O Locomotiva aponta também que 76% dos “maduros” dizem não se identificar na forma como as propagandas os representam. 81% afirmam que a publicidade deveria representar melhor a diversidade da população brasileira e 88% acreditam que os anunciantes deveriam respeitar a diversidade de seus clientes.

Rodolfo Sampaio, sócio e VP de criação da Moma, acha que poucos produtos são específicos para a terceira idade. “De um modo geral, esse público é atingido num target mais amplo. Mas com a extrema segmentação do meio digital, mesmo vendendo um produto para o público em geral, é possível adequar o tom da mensagem”, analisa.

Sampaio vê que esse público chega à terceira idade cada vez mais saudável e cheio de disposição. Para ele, a terceira idade é a nova meia-idade e não acredita que haja a necessidade de ter velho em uma campanha para que esse target seja impactado. Segundo ele, o mercado não é preconceituoso. “As marcas são democráticas e abertas a todos, e têm cada vez mais valorizado o target”.

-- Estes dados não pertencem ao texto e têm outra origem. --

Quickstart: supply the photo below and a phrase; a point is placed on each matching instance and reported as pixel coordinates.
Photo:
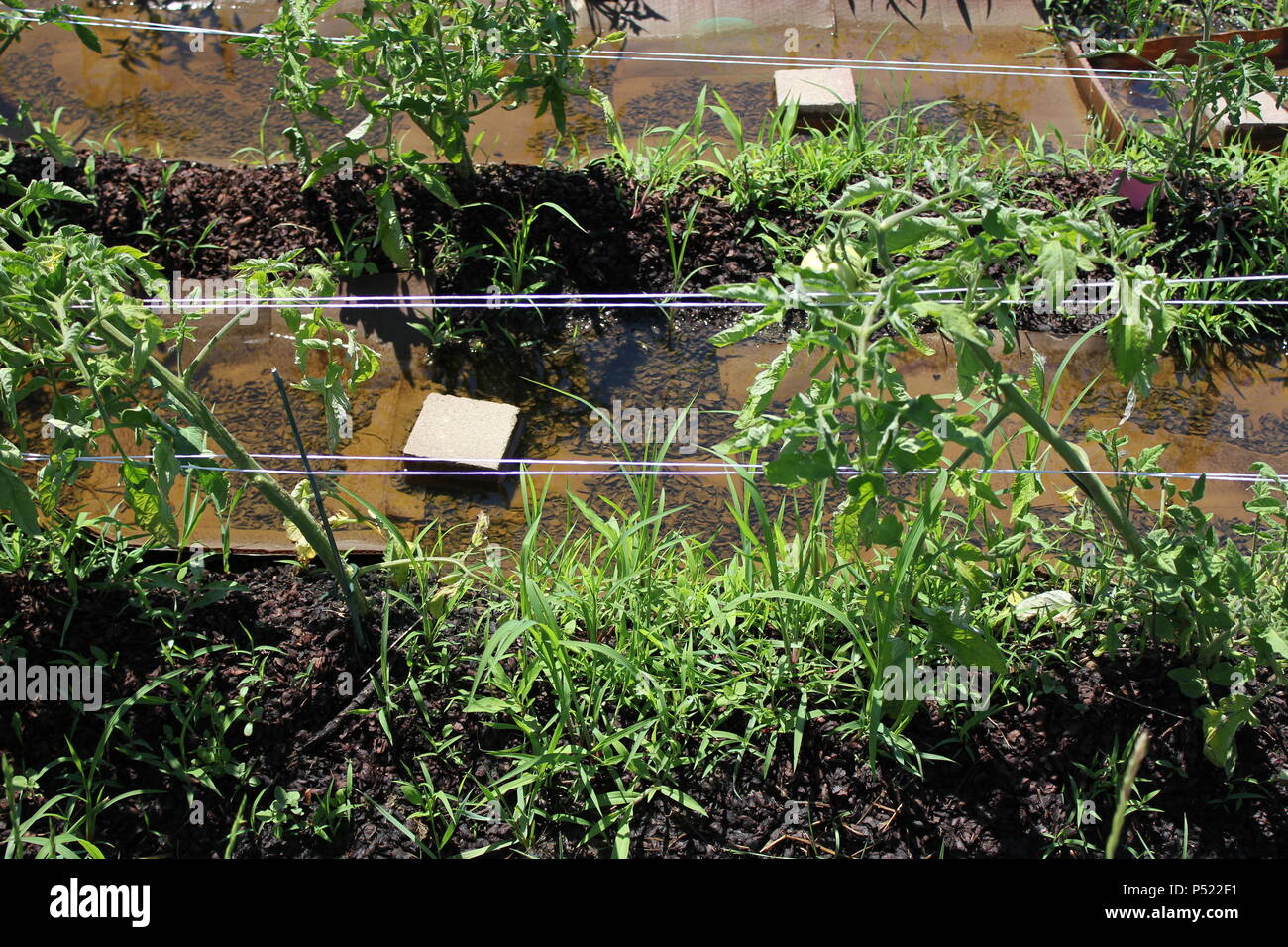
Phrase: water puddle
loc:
(1222, 416)
(156, 89)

Um publicitário que atua numa das grandes agências do mercado, que prefere não se identificar, reflete sobre o assunto, até porque diz estar com 51 anos e “logo, logo” será um dos 60+. Ele atende várias marcas de destaque e afirma que, em todos os casos, não existe nem nunca existiu um job específico para o público 60+.

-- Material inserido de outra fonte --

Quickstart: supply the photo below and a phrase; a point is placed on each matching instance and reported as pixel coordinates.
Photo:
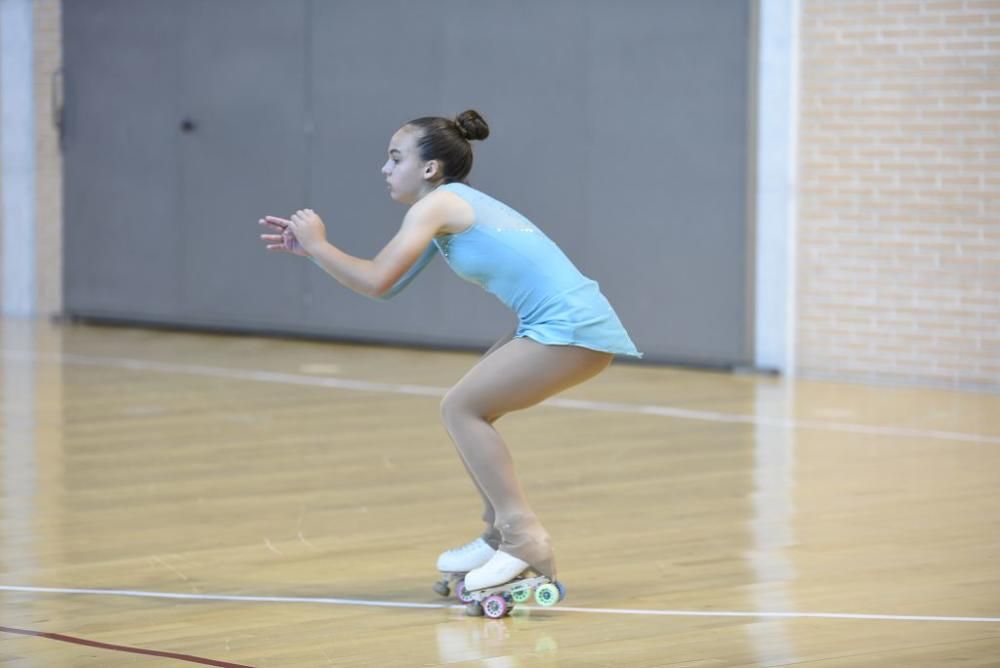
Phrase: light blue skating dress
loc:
(509, 257)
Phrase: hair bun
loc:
(472, 126)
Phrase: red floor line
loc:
(122, 648)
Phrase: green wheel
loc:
(547, 595)
(521, 593)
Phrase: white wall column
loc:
(17, 158)
(777, 183)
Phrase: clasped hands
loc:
(298, 235)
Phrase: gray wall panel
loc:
(243, 70)
(668, 129)
(620, 128)
(122, 250)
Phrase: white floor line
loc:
(558, 608)
(429, 390)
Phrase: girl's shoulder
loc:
(451, 209)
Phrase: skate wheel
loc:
(495, 607)
(520, 593)
(547, 595)
(461, 594)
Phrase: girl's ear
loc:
(432, 170)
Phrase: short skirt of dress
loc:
(582, 317)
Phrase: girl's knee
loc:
(456, 407)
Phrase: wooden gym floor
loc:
(172, 499)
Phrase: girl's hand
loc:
(308, 229)
(285, 234)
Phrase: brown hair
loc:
(447, 141)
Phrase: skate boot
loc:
(455, 563)
(494, 588)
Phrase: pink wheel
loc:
(495, 606)
(461, 594)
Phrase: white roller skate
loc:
(455, 563)
(493, 589)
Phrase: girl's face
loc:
(408, 177)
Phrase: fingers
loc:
(274, 222)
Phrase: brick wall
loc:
(899, 200)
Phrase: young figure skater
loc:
(567, 332)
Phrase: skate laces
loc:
(468, 546)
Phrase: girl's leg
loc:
(491, 535)
(519, 374)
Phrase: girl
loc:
(567, 332)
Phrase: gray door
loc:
(620, 128)
(184, 126)
(121, 159)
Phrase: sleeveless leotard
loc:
(509, 257)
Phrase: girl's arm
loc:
(411, 273)
(305, 234)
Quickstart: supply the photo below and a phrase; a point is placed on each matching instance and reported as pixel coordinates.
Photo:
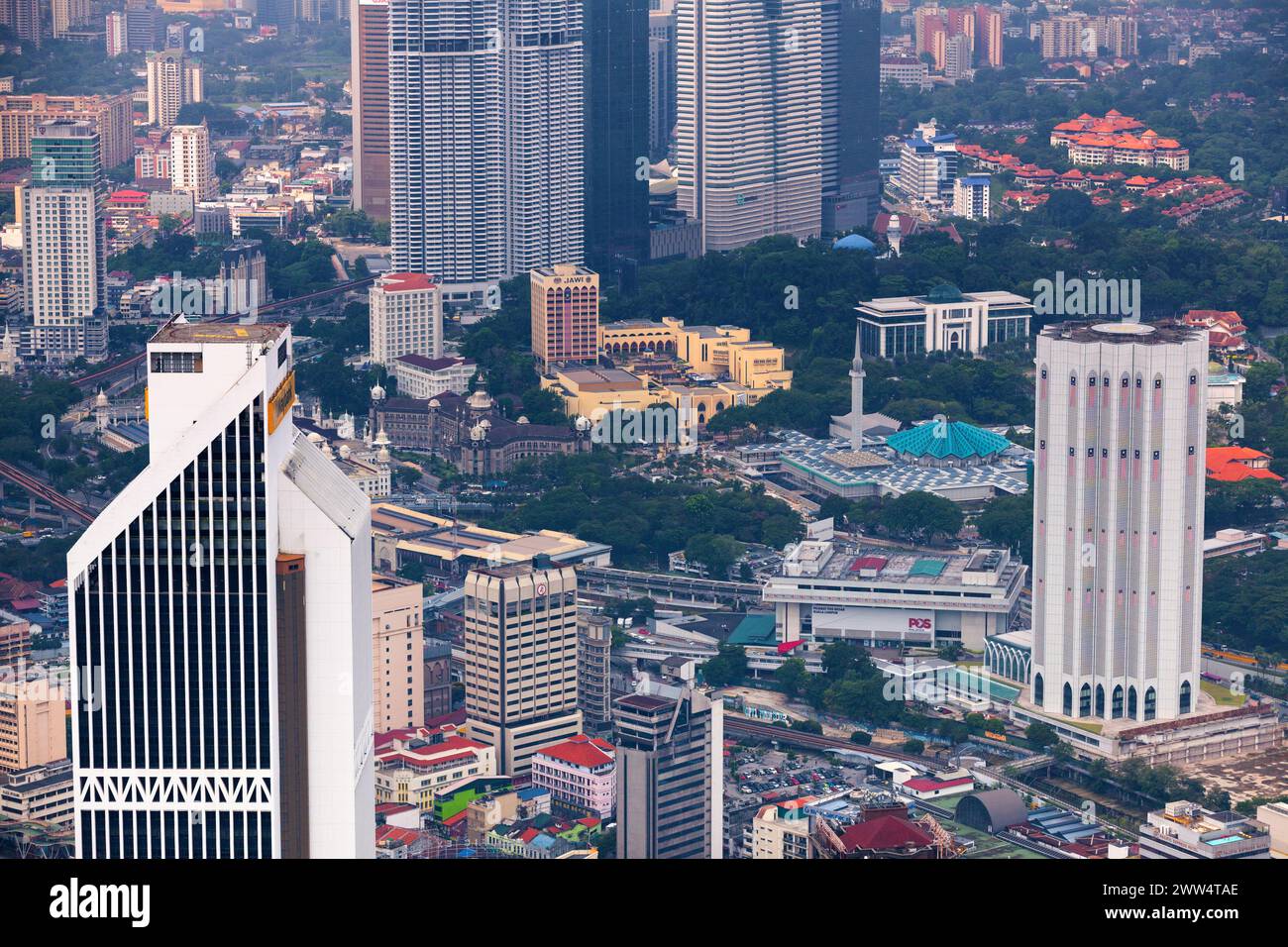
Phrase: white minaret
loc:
(857, 376)
(1119, 519)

E há muitos nessa faixa etária consumindo os produtos das marcas para as quais trabalha. Se é um descuido ele não sabe responder. Mas avalia que talvez não exista a distinção e isso seja realmente algo moderno. “Tento me colocar na posição de uma pessoa 60+. Talvez preferisse ser tratado como mais um e não fazer parte de um nicho, de uma casta. Do ponto de vista da inclusão de pessoas 60+ nas campanhas, pelo menos aqui na empresa que trabalho e com os clientes que atendo, isso é algo natural”.

Segundo ele, na hora da escolha dos castings dos velhos acima dos 60 é natural, pois fazem parte de uma ativa parcela consumidora. “Portanto, nada mais natural do que serem incluídos nas narrativas, como pessoas de qualquer idade”.

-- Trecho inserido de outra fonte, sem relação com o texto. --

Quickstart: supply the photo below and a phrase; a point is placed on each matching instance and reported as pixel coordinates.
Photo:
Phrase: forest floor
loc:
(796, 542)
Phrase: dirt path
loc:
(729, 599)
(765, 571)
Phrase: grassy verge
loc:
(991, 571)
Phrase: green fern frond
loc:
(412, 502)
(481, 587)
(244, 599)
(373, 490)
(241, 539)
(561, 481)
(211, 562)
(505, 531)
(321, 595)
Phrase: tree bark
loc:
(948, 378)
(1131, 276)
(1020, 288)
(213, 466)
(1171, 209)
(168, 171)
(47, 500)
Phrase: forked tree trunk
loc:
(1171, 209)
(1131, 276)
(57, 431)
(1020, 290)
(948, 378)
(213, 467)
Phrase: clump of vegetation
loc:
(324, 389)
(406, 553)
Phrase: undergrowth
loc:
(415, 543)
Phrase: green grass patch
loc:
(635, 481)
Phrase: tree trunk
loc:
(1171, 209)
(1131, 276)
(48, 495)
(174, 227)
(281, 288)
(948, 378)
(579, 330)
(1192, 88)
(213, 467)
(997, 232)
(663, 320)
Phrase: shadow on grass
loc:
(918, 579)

Ele acredita que o velho está na agenda da maioria das marcas. A próxima grande conversa, ainda mais intensa do que é hoje, será sobre longevidade, que, para ele, tem um aspecto um pouco diferente da terceira idade hoje analisada. “A longevidade vai mudar muita coisa. Não apenas nas campanhas e na vida das marcas”, conclui.

A inclusão dos idosos no mercado publicitário é tão importante que a Folha de S.Paulo lançou, em novembro de 2017, a série Ao seu Tempo. Na época, o jornal publicou pesquisa inédita realizada pelo Datafolha que mostrou diferentes maneiras de encarar a idade entre os brasileiros.

Só para relembrar alguns tópicos, em média, a população do país se considera jovem até os 37 anos. Essa faixa fica cada vez mais elástica e chega aos 47 anos nas respostas dadas por mulheres que passaram dos 60.